Мы выбрались к воде. Яшка осторожно опустил овечку на ноги. Она потеребила розовыми ноздрями и повела мордочкой по поверхности воды.

Так вот почему Яшка сидит без хлеба! Скормил козлу и овечке.

Обратно овечку нес я.

День клонился к вечеру.

— Пойдем пескарей надергаем, уху сварим, — предложил я. — Ночевать останусь здесь.

Яшка мотнул головой.

— Сначала травы надо нарвать.

Мы допоздна ползали на коленках по берегу — трава тут посочнее, — щипали ее пальцами, с трудом набрали две небольшие кучки и кормили наш мелкий рогатый скот.

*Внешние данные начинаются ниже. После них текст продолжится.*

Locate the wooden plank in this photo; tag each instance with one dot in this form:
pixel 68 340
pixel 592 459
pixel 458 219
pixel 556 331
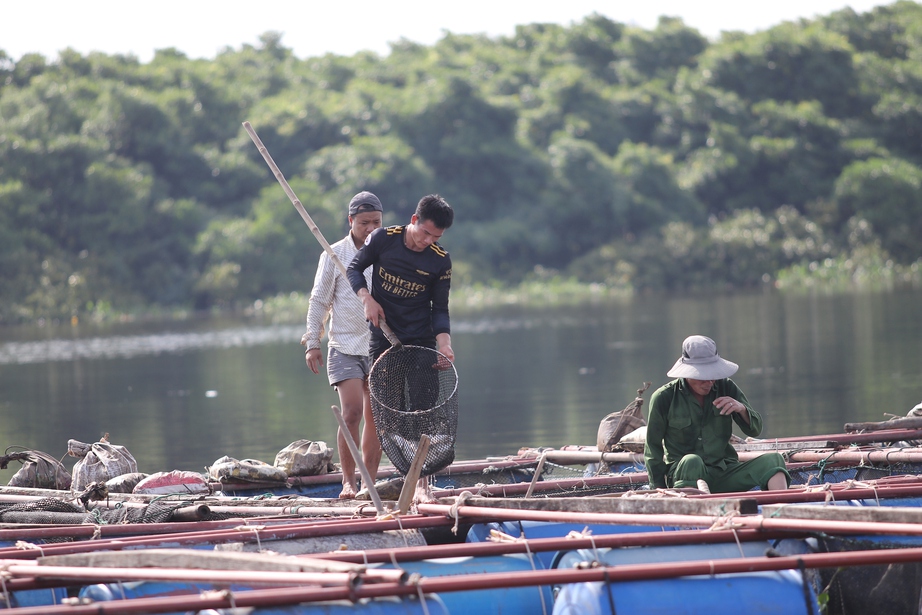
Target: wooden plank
pixel 908 422
pixel 626 505
pixel 871 514
pixel 409 485
pixel 197 559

Яшка собрался ночевать возле разломанного шалаша, но я настоял на своем: мы вернулись к моему кострищу.

Я набрал горсть волчьих ягод, встал с удочкой над ямкой, которую вода вырыла за перекатом. Когда Яшка закричал мне, что вода закипела, я выдернул шестого крупного подуса. Подус хорошо берет поздним вечером, когда вода темнеет и останавливается течение.

Мы лежали у костра и смотрели на огонь. Мы были сыты, укрыты фуфайкой, костер отпугивал комаров, мы благодушно щурились на огонь и разговаривали.

— Животные твои выздоровеют… А что потом?

Яшка зевнул и потянулся.

— Ох, как хорошо-о! Тогда я незаметно верну их чабанам. И никто не узнает, кто их спас.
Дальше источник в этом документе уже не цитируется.